One of the reasons I wanted to attend this year was the promise that there would be discussion about investing in (or divesting of) companies that manufacture weapons and armaments from the GC portfolio. I am glad for the decision that the brethren made just before the conference, but I would have liked to have heard some discussion about how they came to their decision, how it will be implemented, how our traditional non-combatancy position shaped their decision, and our leaders’ attitude generally toward our weaponized culture.
It did not come up.
Mark Finley’s Devotional
“Every wind of doctrine” (Ephesians 4:14) is blowing in the church today, says Mark, from the ultra left to the ultra right. Five winds that Mark sees blowing:
- Dust storms of doubt. “You don’t win people by preaching doubt” about the six-day creation or remnant church or Roman Catholicism in prophecy.
- Pestilence-laden breezes of heresy
- Fiery winds of fanaticism
- Icy cold winds of formalism
- Gentle zephyrs of Laodiceanism
Report from Publishing MinistriesWhen I was young many Adventists spent summers canvassing—selling our books door to door. (I didn’t, because I had to work on a family farm if I were to go to college in the winter.) Now those programs aren’t what they once were in the United States. They’re still very active in many countries, though. 30 million people is the potential audience of the current “LE Army”, says the GC publishing leader, Almir Marroni. They claim LEs are responsible for 70,000 baptisms!
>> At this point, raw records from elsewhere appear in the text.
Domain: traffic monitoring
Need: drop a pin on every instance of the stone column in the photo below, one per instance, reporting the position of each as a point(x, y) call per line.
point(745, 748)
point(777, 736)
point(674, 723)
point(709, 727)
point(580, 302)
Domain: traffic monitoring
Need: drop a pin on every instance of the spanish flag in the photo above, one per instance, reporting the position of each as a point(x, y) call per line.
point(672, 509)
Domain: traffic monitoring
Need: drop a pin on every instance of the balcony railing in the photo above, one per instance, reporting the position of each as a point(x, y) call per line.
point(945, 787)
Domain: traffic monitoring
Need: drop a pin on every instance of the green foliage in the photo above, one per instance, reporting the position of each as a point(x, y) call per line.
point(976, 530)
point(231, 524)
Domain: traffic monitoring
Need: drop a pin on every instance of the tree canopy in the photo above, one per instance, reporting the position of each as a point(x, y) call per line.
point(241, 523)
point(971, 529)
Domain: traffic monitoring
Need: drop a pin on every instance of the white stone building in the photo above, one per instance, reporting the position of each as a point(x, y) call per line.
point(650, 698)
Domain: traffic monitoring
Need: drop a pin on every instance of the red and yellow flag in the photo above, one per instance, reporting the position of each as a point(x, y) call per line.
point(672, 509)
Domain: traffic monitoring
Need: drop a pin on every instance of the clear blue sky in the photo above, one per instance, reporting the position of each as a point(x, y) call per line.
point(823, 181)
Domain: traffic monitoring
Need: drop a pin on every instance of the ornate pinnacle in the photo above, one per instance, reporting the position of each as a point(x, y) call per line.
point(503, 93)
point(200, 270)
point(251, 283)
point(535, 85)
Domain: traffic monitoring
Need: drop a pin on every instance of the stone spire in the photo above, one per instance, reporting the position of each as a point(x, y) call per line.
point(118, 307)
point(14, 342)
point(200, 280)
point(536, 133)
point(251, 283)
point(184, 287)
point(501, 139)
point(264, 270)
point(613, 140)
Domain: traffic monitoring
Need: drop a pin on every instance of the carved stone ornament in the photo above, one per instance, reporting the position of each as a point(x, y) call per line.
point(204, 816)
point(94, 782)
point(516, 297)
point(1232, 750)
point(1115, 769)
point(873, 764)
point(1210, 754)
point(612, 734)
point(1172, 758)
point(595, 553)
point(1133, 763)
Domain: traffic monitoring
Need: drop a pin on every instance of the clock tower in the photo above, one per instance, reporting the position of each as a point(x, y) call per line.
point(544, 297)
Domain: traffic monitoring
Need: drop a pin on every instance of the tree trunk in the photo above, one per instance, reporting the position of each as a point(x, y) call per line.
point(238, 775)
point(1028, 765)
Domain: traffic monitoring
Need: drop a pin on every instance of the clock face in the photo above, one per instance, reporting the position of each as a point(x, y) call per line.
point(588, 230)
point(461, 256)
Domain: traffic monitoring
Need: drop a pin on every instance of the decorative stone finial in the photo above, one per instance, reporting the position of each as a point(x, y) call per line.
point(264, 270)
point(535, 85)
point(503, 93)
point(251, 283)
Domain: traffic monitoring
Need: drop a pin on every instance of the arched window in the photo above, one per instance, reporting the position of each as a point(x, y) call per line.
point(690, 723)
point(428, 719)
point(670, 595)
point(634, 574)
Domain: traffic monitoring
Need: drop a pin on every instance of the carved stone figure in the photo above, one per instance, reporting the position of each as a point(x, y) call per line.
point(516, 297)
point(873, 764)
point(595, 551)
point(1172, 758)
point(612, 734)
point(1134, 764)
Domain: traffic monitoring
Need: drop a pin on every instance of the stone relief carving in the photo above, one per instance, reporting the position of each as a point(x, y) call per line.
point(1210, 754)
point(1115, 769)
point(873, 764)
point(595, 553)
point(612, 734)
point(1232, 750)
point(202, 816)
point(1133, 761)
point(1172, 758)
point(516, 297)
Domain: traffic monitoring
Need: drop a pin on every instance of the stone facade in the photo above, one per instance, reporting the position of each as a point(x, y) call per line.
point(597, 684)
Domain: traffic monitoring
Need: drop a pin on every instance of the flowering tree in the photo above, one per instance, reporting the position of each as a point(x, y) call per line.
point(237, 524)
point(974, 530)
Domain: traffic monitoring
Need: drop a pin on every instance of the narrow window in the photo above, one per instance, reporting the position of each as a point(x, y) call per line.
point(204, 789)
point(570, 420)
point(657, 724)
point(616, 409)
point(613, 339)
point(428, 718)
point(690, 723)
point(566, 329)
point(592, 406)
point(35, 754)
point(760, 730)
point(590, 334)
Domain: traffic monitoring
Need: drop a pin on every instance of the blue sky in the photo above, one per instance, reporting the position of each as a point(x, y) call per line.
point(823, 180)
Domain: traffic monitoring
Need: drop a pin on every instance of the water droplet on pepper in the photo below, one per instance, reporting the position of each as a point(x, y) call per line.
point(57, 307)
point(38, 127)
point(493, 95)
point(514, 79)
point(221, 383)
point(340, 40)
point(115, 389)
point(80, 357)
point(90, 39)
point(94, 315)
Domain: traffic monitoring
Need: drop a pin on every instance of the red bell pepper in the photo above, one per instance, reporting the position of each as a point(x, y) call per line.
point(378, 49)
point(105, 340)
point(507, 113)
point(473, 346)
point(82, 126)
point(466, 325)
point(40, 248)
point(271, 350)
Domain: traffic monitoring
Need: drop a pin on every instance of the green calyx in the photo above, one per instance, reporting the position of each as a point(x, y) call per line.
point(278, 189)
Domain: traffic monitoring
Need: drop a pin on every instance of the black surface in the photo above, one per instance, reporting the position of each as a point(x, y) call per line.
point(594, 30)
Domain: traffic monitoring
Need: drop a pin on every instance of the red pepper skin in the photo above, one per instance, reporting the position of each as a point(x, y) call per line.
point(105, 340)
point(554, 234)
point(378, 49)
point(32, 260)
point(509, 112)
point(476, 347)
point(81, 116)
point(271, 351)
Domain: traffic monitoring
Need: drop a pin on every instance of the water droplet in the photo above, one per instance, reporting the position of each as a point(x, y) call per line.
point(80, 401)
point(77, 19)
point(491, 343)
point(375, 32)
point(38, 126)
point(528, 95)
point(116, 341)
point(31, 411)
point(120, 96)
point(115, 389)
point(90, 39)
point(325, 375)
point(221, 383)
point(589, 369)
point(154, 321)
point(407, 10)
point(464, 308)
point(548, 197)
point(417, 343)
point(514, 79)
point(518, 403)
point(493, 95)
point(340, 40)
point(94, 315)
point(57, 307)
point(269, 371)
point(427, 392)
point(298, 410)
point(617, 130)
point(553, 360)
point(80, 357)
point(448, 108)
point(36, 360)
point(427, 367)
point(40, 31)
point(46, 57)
Nice work.
The Third Global Conference on Lifestyle and Health
July 9-13, 2019, Loma Linda, CA. The theme is on lifestyle and how it affects the body and the brain: wholistic wellness. “We will explore the way lifestyle interventions modify our total well-being through the cycles of life.”
I must tell you honestly that I get confused by all the titles of organizations and sub-organizations in the GC. What is Mission Advance as distinct from all the other world mission organizations? Does anyone outside of the building care? This presentation was enthusiastic, but fairly standard, cheerleading about Adventist missions and youth and publishing, presented by Guillermo E. Biaggi and Geoffrey G. Mbwana with lots of Ellen White quotations.
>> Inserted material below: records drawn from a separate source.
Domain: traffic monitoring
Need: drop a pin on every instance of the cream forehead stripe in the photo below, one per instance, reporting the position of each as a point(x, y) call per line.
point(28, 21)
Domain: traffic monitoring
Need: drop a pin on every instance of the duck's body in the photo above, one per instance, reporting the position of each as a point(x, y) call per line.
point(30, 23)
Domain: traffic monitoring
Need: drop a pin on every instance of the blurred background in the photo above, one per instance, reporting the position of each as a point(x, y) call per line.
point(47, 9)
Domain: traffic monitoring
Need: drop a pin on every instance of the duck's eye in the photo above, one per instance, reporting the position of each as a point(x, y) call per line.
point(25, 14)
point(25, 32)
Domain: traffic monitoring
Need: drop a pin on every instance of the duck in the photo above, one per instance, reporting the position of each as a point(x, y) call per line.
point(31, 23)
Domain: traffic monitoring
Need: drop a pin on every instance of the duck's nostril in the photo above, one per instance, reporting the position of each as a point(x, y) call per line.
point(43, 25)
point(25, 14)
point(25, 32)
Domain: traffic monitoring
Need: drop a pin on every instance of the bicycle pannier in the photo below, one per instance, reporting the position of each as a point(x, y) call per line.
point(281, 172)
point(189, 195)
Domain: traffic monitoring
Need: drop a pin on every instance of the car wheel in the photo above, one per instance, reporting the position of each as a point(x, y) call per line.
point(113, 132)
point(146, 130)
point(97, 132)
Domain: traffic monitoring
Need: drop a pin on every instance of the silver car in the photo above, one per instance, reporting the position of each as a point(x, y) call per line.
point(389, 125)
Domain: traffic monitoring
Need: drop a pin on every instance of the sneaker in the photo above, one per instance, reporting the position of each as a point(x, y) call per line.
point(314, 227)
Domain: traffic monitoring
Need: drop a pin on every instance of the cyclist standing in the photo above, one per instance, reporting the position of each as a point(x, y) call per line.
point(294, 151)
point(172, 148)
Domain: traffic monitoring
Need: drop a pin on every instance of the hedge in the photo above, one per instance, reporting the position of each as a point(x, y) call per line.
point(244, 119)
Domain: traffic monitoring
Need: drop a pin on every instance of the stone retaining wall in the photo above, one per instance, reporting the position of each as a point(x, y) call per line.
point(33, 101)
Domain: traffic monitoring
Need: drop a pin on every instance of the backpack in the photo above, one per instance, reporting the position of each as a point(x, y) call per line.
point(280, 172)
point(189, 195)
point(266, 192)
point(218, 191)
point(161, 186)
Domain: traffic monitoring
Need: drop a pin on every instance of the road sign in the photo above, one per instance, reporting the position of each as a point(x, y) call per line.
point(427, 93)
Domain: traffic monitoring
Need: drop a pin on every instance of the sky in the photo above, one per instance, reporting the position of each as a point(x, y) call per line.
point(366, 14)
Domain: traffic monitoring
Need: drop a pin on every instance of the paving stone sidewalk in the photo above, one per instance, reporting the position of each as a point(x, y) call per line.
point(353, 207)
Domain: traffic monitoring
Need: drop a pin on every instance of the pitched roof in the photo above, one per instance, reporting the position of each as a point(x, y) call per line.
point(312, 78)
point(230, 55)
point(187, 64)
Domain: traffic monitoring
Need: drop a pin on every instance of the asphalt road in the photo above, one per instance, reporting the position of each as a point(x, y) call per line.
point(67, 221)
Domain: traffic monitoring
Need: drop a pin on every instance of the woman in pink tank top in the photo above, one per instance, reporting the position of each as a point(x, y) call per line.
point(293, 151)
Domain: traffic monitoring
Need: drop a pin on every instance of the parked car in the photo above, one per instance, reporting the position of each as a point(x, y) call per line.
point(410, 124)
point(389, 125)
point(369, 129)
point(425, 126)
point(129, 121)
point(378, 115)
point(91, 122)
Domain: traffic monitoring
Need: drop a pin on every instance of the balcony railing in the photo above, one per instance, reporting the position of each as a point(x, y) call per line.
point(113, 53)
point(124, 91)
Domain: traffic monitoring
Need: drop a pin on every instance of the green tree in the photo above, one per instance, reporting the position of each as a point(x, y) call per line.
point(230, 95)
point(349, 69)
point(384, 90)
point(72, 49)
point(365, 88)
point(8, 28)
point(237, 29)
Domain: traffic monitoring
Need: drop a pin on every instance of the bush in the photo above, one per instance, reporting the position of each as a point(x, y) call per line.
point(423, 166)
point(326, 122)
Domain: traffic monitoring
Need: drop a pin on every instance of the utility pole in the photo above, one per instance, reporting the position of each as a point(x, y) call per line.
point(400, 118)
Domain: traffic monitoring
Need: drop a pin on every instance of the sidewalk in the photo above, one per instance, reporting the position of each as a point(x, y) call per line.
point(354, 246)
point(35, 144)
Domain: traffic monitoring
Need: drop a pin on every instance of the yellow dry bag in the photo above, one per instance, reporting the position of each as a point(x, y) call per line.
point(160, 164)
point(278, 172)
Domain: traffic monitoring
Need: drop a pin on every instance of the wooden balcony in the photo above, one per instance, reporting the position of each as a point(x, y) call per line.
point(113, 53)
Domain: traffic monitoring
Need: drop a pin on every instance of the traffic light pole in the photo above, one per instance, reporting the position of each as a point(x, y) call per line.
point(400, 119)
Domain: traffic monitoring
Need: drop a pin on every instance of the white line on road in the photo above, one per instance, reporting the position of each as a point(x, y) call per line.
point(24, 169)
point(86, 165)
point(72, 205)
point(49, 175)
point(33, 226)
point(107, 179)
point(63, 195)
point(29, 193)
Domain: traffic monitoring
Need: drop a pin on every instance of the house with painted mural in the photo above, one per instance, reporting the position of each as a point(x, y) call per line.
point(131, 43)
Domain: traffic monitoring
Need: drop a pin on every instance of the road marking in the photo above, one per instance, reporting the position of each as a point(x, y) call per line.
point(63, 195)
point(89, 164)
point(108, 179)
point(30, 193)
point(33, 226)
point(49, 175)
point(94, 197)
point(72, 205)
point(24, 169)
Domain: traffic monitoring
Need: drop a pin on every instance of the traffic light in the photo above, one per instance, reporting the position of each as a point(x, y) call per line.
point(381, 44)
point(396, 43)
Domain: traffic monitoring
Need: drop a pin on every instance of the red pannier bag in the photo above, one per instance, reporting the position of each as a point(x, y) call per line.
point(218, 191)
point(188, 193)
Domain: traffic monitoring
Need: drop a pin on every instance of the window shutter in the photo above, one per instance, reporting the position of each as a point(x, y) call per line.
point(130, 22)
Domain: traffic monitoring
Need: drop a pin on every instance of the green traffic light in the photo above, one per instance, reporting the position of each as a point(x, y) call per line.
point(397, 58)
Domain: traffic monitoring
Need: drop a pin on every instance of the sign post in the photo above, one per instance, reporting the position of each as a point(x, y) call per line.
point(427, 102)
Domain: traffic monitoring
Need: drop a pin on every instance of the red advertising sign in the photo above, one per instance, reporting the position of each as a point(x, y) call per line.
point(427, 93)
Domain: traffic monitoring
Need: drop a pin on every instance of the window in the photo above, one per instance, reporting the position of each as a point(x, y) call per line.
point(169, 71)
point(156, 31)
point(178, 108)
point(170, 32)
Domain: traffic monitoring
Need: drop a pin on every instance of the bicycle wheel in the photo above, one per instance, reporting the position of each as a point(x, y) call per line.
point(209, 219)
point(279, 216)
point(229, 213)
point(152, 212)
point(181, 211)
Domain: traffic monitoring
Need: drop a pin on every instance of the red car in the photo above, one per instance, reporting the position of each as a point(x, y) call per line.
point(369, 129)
New Sharing Book of the Year
Hope for Today’s Families, by Willie and Elaine Oliver. I got a copy and it is very nice, a good solid giveaway book. A book about happier families is better than giving away a bunch of scary prophetic speculation, don’t you think? Recommended.
Mark Learns About Social Networking
I’m always interested in how we’ll reach back to the 19th century for very specific methodologies, like this one quoted by Elder Biaggi: “I have been shown that few have any correct idea of what the distribution of papers and tracts is doing. The missionary work, in circulating the publications upon present truth, is opening doors everywhere, and preparing minds to receive the truth, when the living preacher shall come among them. The success which attends the efforts of ministers in the field is not due alone to their efforts, but in a great degree to the influence of the reading matter which has enlightened the minds of the people and removed prejudice. Thus many are made susceptible to the influence of the truth when it is presented before them” (Ellen G. White, The Publishing Ministry, p. 398).
We quote this while, as you know, our publishing houses here in the United States are closing, people aren’t reading and buying books as they once did, and we’re sending tons of unwanted pulp paper Great Controversies to fill the dumpsters of whole cities.
That’s why I was pleased by a very pleasant interview that Mark had with two young men, Pastor Jamey Houghton and a businessman, Paul (whose last name I didn’t get) about how Mark is learning about social networking. He had a contest with Paul, where Mark gives Paul $500 for advertising an evangelistic event using social networking, and Mark spends $5000 on mailing, and Paul gets more responses every time!
This can’t be but good news, and I’m proud of Mark for taking it on. Rather than explaining it all to you, I encourage you to watch this bit on youTube. Innovation has been a dirty word in the church, and one Conference president almost got pushed out for suggesting it. Perhaps that is changing.
The last bit of innovation today bothered me a bit more. Neil Nedley, an Adventist physician whom you may have heard of, talked about Weimar Institute of Health and Weimar Lifestyle Center. Nedley believes in curing depression by lifestyle and prayer—and having had a bit of pastoral experience with depression, that concerns me. You don’t overcome major depression (or any other mental illness) by becoming a vegetarian and several miles on the stationary bicycle, But I’ll let you make your own decision. This man is an expert on everything—he also has some strong opinions on fixing gay people—and is a favorite of Elder Ted Wilson; he shows up at nearly every GC meeting, sometimes for extended presentations.
Finally, take a look at this program for providing emergency medical care for refugees in Iraq. Currently there are 3,065,112 displaced inside Iraq and 1,251,147 displaced in temporary settlements. It is, by the way, a program where you can volunteer, and probably should.